Family & Education

League tables aren't the be-all and end-all

The head of a top-performing Jewish primary warns of the pressure put on schools by Sats


Like Chelsea or Manchester City in the Premier League, North Cheshire Jewish Primary is consistently among the top-placed Jewish schools in league tables.

Last year, for example, it had the largest percentage of children in any Jewish school who reached the higher than standard level in School Assessment Tests (Sats) in their final year..

But despite its strong showing over the years, headteacher Michael Woolf is not one to crow about it. “Personally, I am against league tables, I don’t think the results should be published,” he said. 

While it might be important to benchmark progress, he would rather final-year Sats were internally examined, just as they are now for the tests pupils sit at age seven. “I have a lot of faith in my teachers’ ability to assess children’s work. I’d be quite happy with that.”

The publication of results has certainly increased pressure on schools. “Parents look at the league table to see where you are,” he said. “They don’t always realise that one child can make a huge difference — if you have a child who has moved to the school from another country or has special needs or who on the day doesn’t perform.”

In a smaller school such as North Cheshire, which has around 40 pupils in a year, a single child’s performance can affect the overall percentage more significantly than in a larger, three-form entry school.

Only last week, a cross-party group of MPs called for changes in the tests, saying that the grammar and spelling element should be voluntary. They also recommended publishing the average of results achieved over three years rather than for a single year and urged the government to ensure that external assessment does not put “unnecessary stress” on pupils.

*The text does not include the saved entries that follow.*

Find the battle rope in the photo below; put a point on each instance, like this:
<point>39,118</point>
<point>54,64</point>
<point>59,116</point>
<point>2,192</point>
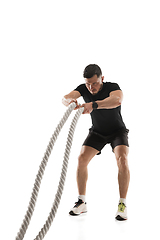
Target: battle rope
<point>39,176</point>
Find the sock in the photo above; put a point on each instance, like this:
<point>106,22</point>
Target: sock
<point>82,197</point>
<point>122,200</point>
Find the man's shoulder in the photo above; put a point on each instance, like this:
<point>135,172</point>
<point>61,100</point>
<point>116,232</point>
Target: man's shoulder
<point>81,88</point>
<point>112,86</point>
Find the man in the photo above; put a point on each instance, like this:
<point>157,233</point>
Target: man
<point>103,102</point>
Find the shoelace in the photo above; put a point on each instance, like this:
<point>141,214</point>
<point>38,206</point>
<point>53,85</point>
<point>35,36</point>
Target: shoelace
<point>78,203</point>
<point>121,207</point>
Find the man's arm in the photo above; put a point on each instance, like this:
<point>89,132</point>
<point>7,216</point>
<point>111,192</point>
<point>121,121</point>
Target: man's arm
<point>71,97</point>
<point>114,100</point>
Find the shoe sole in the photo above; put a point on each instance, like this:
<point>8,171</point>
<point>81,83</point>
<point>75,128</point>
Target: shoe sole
<point>73,214</point>
<point>119,218</point>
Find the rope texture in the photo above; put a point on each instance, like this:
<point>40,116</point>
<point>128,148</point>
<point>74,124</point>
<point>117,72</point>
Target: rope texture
<point>35,191</point>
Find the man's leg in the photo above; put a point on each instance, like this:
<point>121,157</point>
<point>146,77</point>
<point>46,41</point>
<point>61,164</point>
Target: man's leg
<point>121,153</point>
<point>86,154</point>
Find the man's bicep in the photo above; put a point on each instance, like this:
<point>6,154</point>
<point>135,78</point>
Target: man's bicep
<point>73,95</point>
<point>117,93</point>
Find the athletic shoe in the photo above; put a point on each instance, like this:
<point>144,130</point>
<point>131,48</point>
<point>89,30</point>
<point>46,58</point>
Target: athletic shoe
<point>122,212</point>
<point>80,207</point>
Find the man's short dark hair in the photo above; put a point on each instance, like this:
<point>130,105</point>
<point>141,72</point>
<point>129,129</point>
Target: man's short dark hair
<point>92,70</point>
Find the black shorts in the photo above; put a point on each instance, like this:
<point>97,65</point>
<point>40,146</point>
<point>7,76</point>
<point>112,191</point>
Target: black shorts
<point>98,141</point>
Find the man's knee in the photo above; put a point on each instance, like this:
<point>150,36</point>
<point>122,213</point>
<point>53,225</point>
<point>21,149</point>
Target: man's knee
<point>82,161</point>
<point>122,161</point>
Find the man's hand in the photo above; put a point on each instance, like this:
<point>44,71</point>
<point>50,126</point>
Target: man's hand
<point>87,108</point>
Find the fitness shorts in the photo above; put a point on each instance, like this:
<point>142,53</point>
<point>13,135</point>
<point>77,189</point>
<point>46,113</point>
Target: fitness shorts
<point>98,141</point>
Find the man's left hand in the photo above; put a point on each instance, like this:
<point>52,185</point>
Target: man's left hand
<point>87,108</point>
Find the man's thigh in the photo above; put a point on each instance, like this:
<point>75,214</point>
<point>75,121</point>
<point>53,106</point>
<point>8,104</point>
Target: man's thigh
<point>87,153</point>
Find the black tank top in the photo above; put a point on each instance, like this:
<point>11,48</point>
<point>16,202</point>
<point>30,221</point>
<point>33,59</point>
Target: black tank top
<point>104,121</point>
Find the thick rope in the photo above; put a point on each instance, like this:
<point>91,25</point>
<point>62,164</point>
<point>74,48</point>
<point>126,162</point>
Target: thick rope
<point>39,176</point>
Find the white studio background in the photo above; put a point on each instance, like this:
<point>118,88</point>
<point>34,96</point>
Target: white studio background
<point>44,47</point>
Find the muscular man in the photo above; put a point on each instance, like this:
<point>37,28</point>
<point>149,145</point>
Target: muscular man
<point>103,102</point>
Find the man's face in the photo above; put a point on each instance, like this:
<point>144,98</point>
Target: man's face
<point>94,84</point>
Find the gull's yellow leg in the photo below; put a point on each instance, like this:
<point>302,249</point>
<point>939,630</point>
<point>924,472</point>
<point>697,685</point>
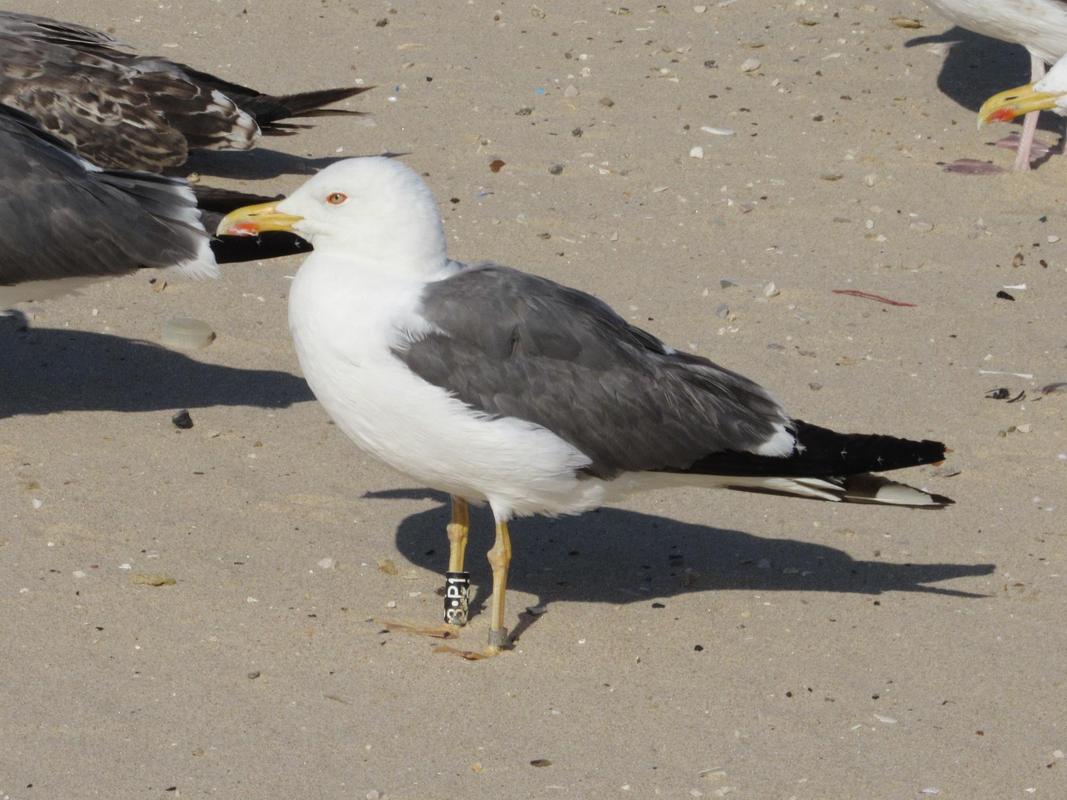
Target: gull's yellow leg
<point>499,558</point>
<point>457,581</point>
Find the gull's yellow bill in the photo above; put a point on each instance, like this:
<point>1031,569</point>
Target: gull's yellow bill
<point>254,220</point>
<point>1008,105</point>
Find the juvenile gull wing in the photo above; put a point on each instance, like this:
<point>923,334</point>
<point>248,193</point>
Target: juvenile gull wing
<point>509,344</point>
<point>126,111</point>
<point>61,217</point>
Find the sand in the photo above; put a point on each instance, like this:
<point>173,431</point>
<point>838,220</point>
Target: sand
<point>696,644</point>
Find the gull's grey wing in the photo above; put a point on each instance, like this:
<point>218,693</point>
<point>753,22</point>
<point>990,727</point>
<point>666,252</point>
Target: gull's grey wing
<point>117,110</point>
<point>509,344</point>
<point>60,217</point>
<point>29,26</point>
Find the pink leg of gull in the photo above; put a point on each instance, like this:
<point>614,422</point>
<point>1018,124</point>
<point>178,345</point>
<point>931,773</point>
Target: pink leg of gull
<point>1030,122</point>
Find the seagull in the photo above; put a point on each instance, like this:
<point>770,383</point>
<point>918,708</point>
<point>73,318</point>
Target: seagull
<point>1040,26</point>
<point>1047,94</point>
<point>504,387</point>
<point>126,111</point>
<point>65,222</point>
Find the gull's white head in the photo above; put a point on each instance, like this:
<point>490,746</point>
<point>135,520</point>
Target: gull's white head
<point>375,211</point>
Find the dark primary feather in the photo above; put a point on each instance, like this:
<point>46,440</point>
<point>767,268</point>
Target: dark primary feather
<point>826,453</point>
<point>267,110</point>
<point>61,219</point>
<point>510,344</point>
<point>126,111</point>
<point>216,203</point>
<point>516,345</point>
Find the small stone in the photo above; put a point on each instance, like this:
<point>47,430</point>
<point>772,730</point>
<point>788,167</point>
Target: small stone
<point>187,334</point>
<point>182,420</point>
<point>906,22</point>
<point>140,579</point>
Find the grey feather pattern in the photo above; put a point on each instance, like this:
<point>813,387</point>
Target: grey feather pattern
<point>510,344</point>
<point>61,219</point>
<point>126,111</point>
<point>113,108</point>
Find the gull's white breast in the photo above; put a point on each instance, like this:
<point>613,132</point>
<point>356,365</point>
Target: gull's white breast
<point>345,322</point>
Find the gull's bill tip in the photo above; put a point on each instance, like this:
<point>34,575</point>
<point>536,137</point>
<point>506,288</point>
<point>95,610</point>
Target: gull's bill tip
<point>254,220</point>
<point>1006,106</point>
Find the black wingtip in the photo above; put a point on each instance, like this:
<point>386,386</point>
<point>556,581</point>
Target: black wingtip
<point>268,109</point>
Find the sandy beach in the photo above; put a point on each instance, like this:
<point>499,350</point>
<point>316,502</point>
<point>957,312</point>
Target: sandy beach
<point>718,174</point>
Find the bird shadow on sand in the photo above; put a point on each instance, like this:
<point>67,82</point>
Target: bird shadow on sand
<point>976,67</point>
<point>47,370</point>
<point>259,163</point>
<point>618,557</point>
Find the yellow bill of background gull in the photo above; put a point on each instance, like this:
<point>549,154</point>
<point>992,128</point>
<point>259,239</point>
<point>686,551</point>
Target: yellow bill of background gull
<point>503,387</point>
<point>1040,26</point>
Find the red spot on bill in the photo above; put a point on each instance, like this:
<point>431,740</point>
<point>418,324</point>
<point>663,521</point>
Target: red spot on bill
<point>242,228</point>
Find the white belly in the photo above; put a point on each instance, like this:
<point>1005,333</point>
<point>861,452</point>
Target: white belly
<point>1038,25</point>
<point>343,342</point>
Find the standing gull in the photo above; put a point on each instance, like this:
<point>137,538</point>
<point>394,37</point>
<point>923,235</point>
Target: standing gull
<point>65,222</point>
<point>1040,26</point>
<point>503,387</point>
<point>137,112</point>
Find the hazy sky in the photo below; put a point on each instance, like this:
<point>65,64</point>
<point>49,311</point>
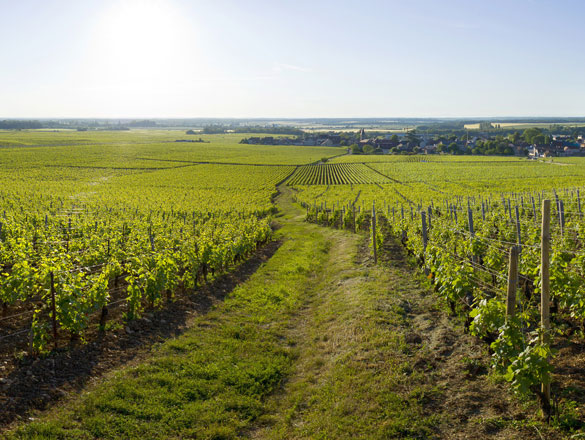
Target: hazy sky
<point>278,58</point>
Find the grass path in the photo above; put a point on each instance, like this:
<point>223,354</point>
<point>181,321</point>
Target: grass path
<point>318,344</point>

Last year’s revised Sats were reckoned to be unduly hard by many teachers in English schools. The amount of material for the reading curriculum was particularly challenging, Mr Woolf said. “I hope this year they have taken on board our comments and modified the paper a bit.”

Schools are also having to teach maths topics previously introduced at secondary school. And whereas before children could sit the standard and higher maths papers separately, now students take the same paper.  “If you have a child who potentially might struggle at maths, for them to sit a paper where there are many questions above their level, it’s pretty demoralising,” he said. “Before you could select which children could sit the higher papers.”

But for the children sitting their Sats this week, North Cheshire will have done its best to prepare them. “We go over sample papers, make sure they are familiar with them and we have regular pupil progress meetings,” he said. “If there are children we feel need that extra intervention in reading, writing, maths, we will help them.”

For seven-year-olds taking Sats, the school tries to reduce the pressure. “We don’t call them tests, we say we are giving a quiz. We try and make it relaxed.”

But however the experience is dressed up, he said, children still know they are undergoing a form of assessment.